A large proportion of GABAergic inputs to hippocampal INs are of local origin from other INs that have no target selectivity (e.g., basket cells; Ribak, 1978) or from the three types of ISIs (Acsády et al., 1996a,b; Gulyás et al., 1996). Indeed, INs that primarily target pyramidal cells form a small fraction of synapses (5–15% of total contacts) with other GABAergic neurons of the same or different subtype (Buhl et al., 1995; Sik et al., 1995; Cobb et al., 1997; Bartos et al., 2001; Ali, 2007; Karson et al., 2009). In addition, ISIs preferentially innervate the dendrites of other GABAergic cells, providing a highly selective control over local inhibitory circuits (Acsády et al., 1996a,b). Here, we targeted local inhibitory inputs to O–LM INs using optical mapping approach, a powerful technique that allows to investigate connectivity between different types of neurons (Callaway and Katz, 1993; Dantzker and Callaway, 2000; Shepherd et al., 2003; Brill and Huguenard, 2009; Xu and Callaway, 2009). We found that type III ISIs provide one of the major sources of local inhibition to O–LM INs. Indeed, we did not observe other types of PYR/RAD INs to be connected to O–LM cells. Furthermore, we found that type III ISIs demonstrated an irregularly spiking firing pattern with passive and active membrane properties being similar to those of other types of hippocampal INs.
The SH GABAergic projection forms a major extrinsic inhibitory pathway, which may control the activity of several IN subpopulations via perisomatically located synapses (Freund and Antal, 1988). Consistent with these findings, we observed large-amplitude and fast IPSCs at SH synapses onto O–LM INs.
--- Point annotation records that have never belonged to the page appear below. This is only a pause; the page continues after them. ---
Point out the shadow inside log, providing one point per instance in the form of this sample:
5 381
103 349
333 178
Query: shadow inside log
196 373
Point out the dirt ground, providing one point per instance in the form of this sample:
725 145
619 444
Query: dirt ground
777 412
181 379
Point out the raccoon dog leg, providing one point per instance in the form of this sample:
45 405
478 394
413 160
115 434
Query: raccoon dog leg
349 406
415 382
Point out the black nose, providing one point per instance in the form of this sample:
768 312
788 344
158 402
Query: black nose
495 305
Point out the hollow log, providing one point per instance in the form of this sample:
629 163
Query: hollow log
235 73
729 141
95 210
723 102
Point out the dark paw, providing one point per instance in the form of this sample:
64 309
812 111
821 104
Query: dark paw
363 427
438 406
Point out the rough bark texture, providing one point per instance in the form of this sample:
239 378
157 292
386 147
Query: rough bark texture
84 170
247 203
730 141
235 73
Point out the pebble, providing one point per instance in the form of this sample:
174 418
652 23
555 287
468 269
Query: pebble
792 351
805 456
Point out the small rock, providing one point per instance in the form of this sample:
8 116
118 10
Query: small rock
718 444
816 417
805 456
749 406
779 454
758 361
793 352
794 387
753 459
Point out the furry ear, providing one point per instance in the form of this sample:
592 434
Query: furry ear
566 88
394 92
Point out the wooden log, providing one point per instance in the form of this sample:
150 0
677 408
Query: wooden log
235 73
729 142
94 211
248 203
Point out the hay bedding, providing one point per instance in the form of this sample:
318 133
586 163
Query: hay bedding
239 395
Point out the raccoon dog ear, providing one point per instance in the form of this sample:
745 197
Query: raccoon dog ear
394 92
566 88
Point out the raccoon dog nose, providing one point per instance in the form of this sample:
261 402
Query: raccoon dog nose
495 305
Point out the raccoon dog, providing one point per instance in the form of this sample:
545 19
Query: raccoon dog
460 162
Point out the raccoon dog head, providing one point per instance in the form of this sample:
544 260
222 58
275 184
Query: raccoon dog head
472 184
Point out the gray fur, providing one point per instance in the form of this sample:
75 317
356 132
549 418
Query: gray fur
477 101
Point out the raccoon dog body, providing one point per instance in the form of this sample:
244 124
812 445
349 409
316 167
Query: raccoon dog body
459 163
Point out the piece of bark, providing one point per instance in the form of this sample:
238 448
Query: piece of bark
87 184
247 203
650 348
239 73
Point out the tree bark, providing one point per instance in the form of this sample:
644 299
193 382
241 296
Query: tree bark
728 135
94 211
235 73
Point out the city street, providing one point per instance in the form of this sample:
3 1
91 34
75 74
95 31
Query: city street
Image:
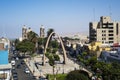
19 68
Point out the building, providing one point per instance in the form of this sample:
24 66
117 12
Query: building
5 66
42 32
25 32
98 47
105 31
111 56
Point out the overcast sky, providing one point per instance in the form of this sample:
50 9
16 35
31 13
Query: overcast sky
64 16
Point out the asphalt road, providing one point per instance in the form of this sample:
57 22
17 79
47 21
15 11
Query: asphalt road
21 75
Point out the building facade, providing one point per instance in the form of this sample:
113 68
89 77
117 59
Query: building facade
25 32
5 66
42 32
105 31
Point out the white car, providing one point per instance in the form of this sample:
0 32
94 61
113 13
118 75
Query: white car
27 70
13 62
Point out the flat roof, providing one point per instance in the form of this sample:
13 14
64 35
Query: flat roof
5 66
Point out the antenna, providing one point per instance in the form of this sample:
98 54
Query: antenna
110 13
94 13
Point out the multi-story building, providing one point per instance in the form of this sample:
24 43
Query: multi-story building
5 66
105 31
25 32
42 32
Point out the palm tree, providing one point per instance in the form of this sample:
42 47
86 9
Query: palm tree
32 36
49 31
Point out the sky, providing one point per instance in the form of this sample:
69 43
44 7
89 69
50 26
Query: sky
64 16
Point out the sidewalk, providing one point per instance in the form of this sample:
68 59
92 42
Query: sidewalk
32 67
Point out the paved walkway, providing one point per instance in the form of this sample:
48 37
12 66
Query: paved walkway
47 69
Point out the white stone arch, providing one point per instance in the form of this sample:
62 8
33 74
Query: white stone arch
46 46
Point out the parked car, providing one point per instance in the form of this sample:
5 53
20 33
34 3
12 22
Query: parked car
27 70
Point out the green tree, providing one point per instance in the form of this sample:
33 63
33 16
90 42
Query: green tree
49 31
25 46
32 36
77 75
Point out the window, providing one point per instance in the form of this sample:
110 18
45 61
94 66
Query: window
110 41
110 31
110 38
110 34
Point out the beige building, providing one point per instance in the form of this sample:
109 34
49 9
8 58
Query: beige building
25 32
105 31
42 32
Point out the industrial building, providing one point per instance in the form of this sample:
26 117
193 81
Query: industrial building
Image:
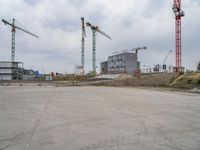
120 63
15 71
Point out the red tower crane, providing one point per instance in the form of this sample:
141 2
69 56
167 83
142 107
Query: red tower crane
178 14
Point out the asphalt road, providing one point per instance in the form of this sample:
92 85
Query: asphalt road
98 118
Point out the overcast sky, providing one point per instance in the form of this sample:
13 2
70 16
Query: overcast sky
130 23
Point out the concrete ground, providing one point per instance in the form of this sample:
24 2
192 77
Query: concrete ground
98 118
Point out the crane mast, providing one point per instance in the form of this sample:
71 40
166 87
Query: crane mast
83 43
178 15
13 30
94 30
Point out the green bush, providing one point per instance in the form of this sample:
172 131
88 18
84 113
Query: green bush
198 82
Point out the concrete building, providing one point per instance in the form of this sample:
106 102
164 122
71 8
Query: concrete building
15 71
120 63
104 67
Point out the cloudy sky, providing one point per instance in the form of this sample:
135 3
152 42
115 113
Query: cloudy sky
130 23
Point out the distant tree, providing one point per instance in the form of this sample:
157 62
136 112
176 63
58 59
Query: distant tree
198 66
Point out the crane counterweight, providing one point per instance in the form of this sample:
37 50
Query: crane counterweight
13 30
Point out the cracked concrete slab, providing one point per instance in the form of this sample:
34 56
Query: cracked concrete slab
98 118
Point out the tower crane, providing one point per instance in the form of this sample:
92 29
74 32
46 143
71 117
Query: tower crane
14 27
178 15
94 30
83 43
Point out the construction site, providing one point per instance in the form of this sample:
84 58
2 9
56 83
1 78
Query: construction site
117 100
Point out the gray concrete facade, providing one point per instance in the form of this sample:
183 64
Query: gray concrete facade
10 70
122 63
15 71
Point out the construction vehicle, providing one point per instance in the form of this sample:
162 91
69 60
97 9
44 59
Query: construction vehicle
14 27
178 15
94 30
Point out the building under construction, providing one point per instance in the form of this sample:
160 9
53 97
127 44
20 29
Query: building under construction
15 71
120 63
Moreover, in agreement with previous results on the ultrastructural organization of SH GABAergic terminals, we found that SH input was capable to entrain sustained inhibitory episodes, making it ideally suited to suppressing O–LM IN activity. Indeed, anatomical data indicate that septal GABAergic terminals are significantly larger in all ultrastructural aspects (volume of terminal, synapse surface area, volume occupied by vesicles, number of vesicles) than their local counterparts (Eyre et al., 2007). It should be also mentioned that septal terminals contact a single postsynaptic target via multiple release sites (Eyre et al., 2007), implying reliable transmission and large inhibitory events at SH synapses. In contrast to SH synapses, repetitive stimulation at local synapses produced significant paired-pulse and multiple-pulse depression. The depression of transmission was because of presynaptic mechanisms and not because of postsynaptic GABAA-receptor desensitization (Jones and Westbrook, 1995). Indeed, CV analysis showed an increase in CV during PPD as well as during the multiple-pulse train, suggesting that presynaptic mechanisms of short-term depression operate at these synapses. Thus, the two synapses provide different patterns of inhibition due to the synapse-specific structural and functional organization.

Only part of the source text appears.